Re: [PATCH v2] ceph: fix posix ACL hooks

2014-02-03 Thread Al Viro
On Mon, Feb 03, 2014 at 01:31:19PM -0800, Linus Torvalds wrote:

> If the protocol is path-based (and it happens, and it's actually the
> *correct* thing to do for a network filesystem, rather than the
> idiotic "file handle" crap that tries to emulate the unix inode
> semantics in the protocol), then the inode is simply not sufficient.
> 
> And no, d_find_alias() is not correct or sufficient either. It can
> work in practice (and probably does perfectly fine 99.9% of the time),
> but it can equally well give the *wrong* dentry: yes, the dentry it
> returns would have been a valid dentry for somebody at some time, but
> it might be a stale dentry *now*, and it might be the wrong dentry for
> the current user (because the current user may not have permissions to
> that particular path, even if the user has permissions through his
> *own* path).
> 
> So I really think you're *fundamentally* incorrect when you say
> "result *is* a function of inode alone".

Which fs are you talking about?  For 9P it *is* a function of inode alone.
For CIFS there's no wrong dentry to pick - it doesn't have links to start
with.

If we really have hardlinks, the result of permission check would better
be a function of inode itself - as in, "if it gives different results
for two pathnames reachable for the same user, we have a bug".
--
To unsubscribe from this list: send the line "unsubscribe linux-kernel" in
the body of a message to majord...@vger.kernel.org
More majordomo info at  http://vger.kernel.org/majordomo-info.html
Please read the FAQ at  http://www.tux.org/lkml/


Re: [PATCH v2] ceph: fix posix ACL hooks

2014-02-03 Thread Linus Torvalds
On Mon, Feb 3, 2014 at 1:31 PM, Al Viro  wrote:
>
> Yes, and...?  CIFS also doesn't have hardlinks, so _there_ d_find_alias()
> is just fine.

Hmm? I'm pretty sure cifs can actually have hardlinks.

 Linus
--
To unsubscribe from this list: send the line "unsubscribe linux-kernel" in
the body of a message to majord...@vger.kernel.org
More majordomo info at  http://vger.kernel.org/majordomo-info.html
Please read the FAQ at  http://www.tux.org/lkml/


Re: [PATCH v2] ceph: fix posix ACL hooks

2014-02-03 Thread Christoph Hellwig
On Mon, Feb 03, 2014 at 09:31:53PM +, Al Viro wrote:
> Yes, and...?  CIFS also doesn't have hardlinks, so _there_ d_find_alias()
> is just fine.

It does have hardlinks, look at cifs_hardlink and functions called from
it.

--
To unsubscribe from this list: send the line "unsubscribe linux-kernel" in
the body of a message to majord...@vger.kernel.org
More majordomo info at  http://vger.kernel.org/majordomo-info.html
Please read the FAQ at  http://www.tux.org/lkml/


Re: [PATCH v2] ceph: fix posix ACL hooks

2014-02-03 Thread Al Viro
On Mon, Feb 03, 2014 at 01:24:47PM -0800, Christoph Hellwig wrote:
> On Mon, Feb 03, 2014 at 09:19:55PM +, Al Viro wrote:
> > Result *is* a function of inode alone; the problem with 9P is that we
> > are caching FIDs in the wrong place.
> 
> I don't think that's true for CIFS unfortunately, which is path based.

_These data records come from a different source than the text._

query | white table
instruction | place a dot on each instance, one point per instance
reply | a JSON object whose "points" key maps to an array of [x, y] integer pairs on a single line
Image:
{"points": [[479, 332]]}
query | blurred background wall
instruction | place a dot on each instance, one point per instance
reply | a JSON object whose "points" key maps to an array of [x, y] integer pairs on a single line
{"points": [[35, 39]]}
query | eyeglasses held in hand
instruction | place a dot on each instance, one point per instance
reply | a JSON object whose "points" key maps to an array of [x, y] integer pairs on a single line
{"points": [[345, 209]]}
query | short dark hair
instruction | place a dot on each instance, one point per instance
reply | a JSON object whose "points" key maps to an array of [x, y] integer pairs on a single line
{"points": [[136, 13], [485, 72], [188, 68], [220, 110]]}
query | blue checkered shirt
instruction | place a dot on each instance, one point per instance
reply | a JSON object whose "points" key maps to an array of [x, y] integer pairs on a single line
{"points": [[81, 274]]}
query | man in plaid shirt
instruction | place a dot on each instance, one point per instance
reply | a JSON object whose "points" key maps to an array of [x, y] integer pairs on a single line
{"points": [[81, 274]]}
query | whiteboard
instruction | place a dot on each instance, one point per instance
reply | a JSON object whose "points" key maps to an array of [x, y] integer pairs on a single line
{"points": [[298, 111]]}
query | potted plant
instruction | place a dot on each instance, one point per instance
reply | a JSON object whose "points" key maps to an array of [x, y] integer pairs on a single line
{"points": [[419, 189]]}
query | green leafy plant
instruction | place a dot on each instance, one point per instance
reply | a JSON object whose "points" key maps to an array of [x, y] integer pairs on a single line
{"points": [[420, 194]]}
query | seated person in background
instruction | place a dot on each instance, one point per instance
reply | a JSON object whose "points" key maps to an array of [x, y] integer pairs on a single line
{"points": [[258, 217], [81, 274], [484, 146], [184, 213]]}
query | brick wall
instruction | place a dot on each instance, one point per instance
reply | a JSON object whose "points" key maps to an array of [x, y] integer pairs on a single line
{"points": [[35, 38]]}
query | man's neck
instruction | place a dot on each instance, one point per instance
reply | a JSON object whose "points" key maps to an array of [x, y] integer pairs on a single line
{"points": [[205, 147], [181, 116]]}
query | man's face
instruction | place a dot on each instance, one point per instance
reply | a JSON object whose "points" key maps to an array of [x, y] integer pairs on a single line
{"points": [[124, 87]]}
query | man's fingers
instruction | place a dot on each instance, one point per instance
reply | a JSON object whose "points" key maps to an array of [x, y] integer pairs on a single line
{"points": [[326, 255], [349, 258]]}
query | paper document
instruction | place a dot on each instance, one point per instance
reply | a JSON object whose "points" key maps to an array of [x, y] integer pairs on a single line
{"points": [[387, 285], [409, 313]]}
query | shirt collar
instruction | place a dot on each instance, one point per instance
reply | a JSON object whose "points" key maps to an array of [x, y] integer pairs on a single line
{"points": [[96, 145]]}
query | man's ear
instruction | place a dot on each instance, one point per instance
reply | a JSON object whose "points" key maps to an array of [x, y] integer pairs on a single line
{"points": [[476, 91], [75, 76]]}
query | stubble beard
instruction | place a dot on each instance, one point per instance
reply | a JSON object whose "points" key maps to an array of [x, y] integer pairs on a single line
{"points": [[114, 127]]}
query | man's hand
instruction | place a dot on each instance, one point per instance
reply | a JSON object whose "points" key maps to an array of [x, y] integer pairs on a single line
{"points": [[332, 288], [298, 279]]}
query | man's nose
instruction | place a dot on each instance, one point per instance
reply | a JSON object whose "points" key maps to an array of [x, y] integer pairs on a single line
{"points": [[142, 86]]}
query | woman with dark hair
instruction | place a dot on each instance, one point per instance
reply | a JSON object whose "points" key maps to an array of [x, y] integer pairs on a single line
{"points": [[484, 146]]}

Yes, and...?  CIFS also doesn't have hardlinks, so _there_ d_find_alias()
is just fine.

9P is actually trickier; there we need some massage, but for CIFS it's
literally a matter of one function call.

The problem with 9P is that the way we do it right now, you might pick
the wrong dentry.  _Some_ alias already bears the FID you are after,
but if you end up picking the one that doesn't, you might very well
end up being unable to obtain one either.
--
To unsubscribe from this list: send the line "unsubscribe linux-kernel" in
the body of a message to majord...@vger.kernel.org
More majordomo info at  http://vger.kernel.org/majordomo-info.html
Please read the FAQ at  http://www.tux.org/lkml/


Re: [PATCH v2] ceph: fix posix ACL hooks

2014-02-03 Thread Linus Torvalds
On Mon, Feb 3, 2014 at 1:19 PM, Al Viro  wrote:
>
> Please, don't do that.  Half of that is pointless (e.g. what you are
> doing with vfs_rmdir() - if anything, we could get rid of the first
> argument completely, it's always victim->d_parent->d_inode and we are
> holding enough locks for that to be stable) and ->permission() is
> just plain wrong.
>
> Result *is* a function of inode alone; the problem with 9P is that we
> are caching FIDs in the wrong place.

No, Al. It's *not* just a function of the inode alone. That's the point.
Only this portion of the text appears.